E lo diciamo noi, che in quel quartiere ci stiamo quotidianamente. Lo diciamo noi che con l’assenza di servizi e istituzioni ci scontriamo giorno dopo giorno e che, come Lei, pensiamo che la soluzione non sia la distruzione, ma “aggiustare” le cose che non vanno. E proviamo a fare la nostra parte ogni giorno, lavorando sodo per combattere quella condizione di marginalità cui quel quartiere sembra essere inesorabilmente condannato. Facciamo la nostra parte occupandoci dei piccoli abitanti di quella porzione della nostra città che, più in generale, poco offre per il diritto ad un’infanzia che sia degna d’essere definita tale, figurarsi in quello che, a nostro avviso, è un quartiere violento anche solo a vedersi, per come è stato realizzato e per quanto è trascurato.
Però ci lasci dire che ci spiace leggere soltanto tanti commenti negativi, che sono, per altro, dei commenti e basta. Definire lo Zen “una disgrazia” ci pare davvero un affronto. Perché quello che Lei oggi ci spiega essere un errore è, nella realtà, una comunità.
Parlare di disgrazie e vergogne ci pare un’offesa gratuita a tutte quelle donne e quegli uomini, a quelle bambine e quei bambini che vivono quello che resta un Suo progetto e che ce la mettono tutta per superare le difficoltà dello stare ai margini, nella periferia delle periferie, non arrendendosi, non rassegnandosi a vivere come i luoghi comuni vorrebbero. Noi conosciamo uno Zen bello. Uno Zen che vuole riscattarsi. Conosciamo cittadine e cittadini fieri e orgogliosi di vivere quel posto e che lottano contro i pregiudizi e gli stereotipi che la collettività gli continua ad appiccicare addosso.
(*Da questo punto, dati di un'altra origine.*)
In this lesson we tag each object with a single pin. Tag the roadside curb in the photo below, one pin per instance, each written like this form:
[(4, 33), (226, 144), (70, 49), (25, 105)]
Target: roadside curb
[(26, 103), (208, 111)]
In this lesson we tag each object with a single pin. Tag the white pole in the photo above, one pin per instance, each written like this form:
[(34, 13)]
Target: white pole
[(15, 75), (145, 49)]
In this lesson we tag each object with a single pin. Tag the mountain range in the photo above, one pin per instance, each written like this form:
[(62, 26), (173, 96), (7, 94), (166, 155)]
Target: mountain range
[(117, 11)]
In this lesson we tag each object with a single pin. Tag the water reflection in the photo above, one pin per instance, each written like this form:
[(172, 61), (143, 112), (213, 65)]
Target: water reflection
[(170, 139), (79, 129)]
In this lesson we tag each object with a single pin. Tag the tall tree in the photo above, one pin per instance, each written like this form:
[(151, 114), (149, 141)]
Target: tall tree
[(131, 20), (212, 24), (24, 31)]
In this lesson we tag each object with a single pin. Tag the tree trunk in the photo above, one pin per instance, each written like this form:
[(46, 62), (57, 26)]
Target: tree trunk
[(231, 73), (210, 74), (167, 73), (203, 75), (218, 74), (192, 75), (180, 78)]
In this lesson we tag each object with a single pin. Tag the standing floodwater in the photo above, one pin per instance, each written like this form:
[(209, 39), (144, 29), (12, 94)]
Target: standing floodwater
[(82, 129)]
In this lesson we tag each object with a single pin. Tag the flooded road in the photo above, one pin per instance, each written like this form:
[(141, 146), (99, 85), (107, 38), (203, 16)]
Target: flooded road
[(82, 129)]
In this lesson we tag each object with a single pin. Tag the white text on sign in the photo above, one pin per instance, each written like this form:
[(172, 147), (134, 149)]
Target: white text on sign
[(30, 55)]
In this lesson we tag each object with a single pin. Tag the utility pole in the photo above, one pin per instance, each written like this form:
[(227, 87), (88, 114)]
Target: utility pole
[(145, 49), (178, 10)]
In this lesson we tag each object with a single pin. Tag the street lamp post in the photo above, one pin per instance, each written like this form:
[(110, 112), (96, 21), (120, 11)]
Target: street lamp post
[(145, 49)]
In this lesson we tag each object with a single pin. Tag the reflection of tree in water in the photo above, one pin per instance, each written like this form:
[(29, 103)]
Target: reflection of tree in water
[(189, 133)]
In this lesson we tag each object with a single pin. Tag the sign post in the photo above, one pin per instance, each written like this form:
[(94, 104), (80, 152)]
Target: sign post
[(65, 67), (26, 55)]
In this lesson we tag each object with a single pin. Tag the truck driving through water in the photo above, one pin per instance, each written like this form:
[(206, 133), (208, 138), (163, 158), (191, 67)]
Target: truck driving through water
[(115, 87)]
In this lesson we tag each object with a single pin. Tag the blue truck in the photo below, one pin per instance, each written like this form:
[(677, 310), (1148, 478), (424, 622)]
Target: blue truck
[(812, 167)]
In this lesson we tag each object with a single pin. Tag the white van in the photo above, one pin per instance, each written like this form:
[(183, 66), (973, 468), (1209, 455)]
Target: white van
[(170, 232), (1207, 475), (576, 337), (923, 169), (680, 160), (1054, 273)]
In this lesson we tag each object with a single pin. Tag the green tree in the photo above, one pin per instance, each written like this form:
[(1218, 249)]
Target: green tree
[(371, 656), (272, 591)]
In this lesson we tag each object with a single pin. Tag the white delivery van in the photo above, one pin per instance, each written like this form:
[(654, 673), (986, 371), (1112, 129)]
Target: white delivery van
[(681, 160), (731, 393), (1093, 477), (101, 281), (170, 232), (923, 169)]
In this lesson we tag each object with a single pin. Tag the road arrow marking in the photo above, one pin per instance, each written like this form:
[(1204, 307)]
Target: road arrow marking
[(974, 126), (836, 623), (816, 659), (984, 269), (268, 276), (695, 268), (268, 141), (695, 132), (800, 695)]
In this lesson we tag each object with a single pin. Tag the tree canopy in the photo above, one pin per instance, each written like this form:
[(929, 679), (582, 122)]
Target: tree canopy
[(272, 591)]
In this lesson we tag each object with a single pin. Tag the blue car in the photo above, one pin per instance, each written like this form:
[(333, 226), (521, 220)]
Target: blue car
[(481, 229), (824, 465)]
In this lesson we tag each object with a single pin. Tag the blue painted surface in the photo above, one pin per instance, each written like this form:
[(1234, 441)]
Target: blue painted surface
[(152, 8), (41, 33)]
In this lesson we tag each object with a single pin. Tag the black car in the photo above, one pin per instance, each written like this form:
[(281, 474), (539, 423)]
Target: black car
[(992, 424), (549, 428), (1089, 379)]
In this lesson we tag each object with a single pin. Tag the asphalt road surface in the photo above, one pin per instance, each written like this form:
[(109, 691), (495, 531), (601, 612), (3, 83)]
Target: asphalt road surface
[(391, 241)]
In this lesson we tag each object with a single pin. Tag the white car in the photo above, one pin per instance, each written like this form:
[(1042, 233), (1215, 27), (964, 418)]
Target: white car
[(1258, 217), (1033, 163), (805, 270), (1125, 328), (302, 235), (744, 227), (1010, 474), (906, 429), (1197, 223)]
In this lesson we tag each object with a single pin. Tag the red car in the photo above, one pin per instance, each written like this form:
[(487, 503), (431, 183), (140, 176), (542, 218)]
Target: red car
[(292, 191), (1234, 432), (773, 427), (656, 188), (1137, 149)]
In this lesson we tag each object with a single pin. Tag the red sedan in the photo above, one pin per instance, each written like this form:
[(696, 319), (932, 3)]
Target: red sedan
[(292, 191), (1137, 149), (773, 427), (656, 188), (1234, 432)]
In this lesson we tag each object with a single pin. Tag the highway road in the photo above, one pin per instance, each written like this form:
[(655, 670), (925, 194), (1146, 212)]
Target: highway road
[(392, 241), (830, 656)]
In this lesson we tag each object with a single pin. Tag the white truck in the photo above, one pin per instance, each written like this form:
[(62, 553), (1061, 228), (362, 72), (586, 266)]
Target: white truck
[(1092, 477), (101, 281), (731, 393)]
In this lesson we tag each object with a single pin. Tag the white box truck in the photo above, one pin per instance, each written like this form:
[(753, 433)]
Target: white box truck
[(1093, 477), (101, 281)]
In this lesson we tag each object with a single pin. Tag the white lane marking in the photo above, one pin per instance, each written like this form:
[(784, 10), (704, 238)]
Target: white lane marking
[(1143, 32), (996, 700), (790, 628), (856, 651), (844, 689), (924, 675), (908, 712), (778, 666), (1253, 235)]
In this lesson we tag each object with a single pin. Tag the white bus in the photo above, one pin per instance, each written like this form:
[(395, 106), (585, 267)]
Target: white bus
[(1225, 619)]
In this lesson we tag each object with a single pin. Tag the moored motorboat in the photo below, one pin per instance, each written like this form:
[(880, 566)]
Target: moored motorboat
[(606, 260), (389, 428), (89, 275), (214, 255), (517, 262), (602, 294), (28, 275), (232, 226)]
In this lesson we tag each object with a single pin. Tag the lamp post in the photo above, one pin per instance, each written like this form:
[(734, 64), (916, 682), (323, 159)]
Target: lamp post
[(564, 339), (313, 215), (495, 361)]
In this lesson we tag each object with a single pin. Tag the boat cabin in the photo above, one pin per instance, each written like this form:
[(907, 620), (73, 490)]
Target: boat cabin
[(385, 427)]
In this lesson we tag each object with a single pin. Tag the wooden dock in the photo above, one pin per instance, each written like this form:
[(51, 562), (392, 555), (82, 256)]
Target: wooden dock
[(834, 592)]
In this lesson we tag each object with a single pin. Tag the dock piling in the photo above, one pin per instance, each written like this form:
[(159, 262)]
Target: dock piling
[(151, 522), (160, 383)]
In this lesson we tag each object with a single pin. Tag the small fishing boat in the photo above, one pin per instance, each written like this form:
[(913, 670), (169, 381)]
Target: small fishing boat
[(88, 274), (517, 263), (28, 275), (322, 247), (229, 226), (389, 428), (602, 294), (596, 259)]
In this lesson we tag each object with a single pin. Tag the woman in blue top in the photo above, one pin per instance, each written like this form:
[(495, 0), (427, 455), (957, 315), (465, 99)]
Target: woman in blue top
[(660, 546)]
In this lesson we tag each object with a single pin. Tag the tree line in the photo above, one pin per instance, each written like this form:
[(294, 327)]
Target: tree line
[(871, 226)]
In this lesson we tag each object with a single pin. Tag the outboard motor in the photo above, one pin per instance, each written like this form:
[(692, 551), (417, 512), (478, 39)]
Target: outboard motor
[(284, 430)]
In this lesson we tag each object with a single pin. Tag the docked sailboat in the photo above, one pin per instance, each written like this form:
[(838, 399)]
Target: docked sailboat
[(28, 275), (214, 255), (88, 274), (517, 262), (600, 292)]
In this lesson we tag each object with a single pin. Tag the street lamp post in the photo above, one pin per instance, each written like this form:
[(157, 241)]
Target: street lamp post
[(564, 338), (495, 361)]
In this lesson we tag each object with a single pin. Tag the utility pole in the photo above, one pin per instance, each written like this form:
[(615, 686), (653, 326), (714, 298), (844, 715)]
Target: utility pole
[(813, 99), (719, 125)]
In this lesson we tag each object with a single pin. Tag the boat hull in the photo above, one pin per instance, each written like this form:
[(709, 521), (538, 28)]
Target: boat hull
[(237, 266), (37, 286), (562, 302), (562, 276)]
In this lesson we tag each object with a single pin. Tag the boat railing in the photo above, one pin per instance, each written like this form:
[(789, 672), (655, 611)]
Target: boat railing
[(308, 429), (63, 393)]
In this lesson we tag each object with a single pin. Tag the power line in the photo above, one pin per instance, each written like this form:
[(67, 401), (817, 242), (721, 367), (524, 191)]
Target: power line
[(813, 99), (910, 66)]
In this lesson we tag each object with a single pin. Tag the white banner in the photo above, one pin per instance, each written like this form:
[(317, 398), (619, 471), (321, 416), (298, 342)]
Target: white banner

Ma una sua frase ci ha colpiti più delle altre tra le sue ultime dichiarazioni: “Non si tolgono le firme dai progetti, semmai si riconoscono le responsabilità”. E da questo vorremo partire. E per questo siamo qui ad invitarLa a rimettercelo un piede in quel quartiere e La invitiamo a farlo insieme a noi, che avremmo il piacere di guidarLa dentro la Sua creatura. E magari, chissà, potrebbe scoprire che tra quelle costruzioni incomplete e nella totale assenza di spazi di socialità di qualsiasi tipo, vivono persone e non solo errori. Magari, chissà, poter incontrare una comunità, e non una vergogna, potrebbe far sentire meglio anche Lei.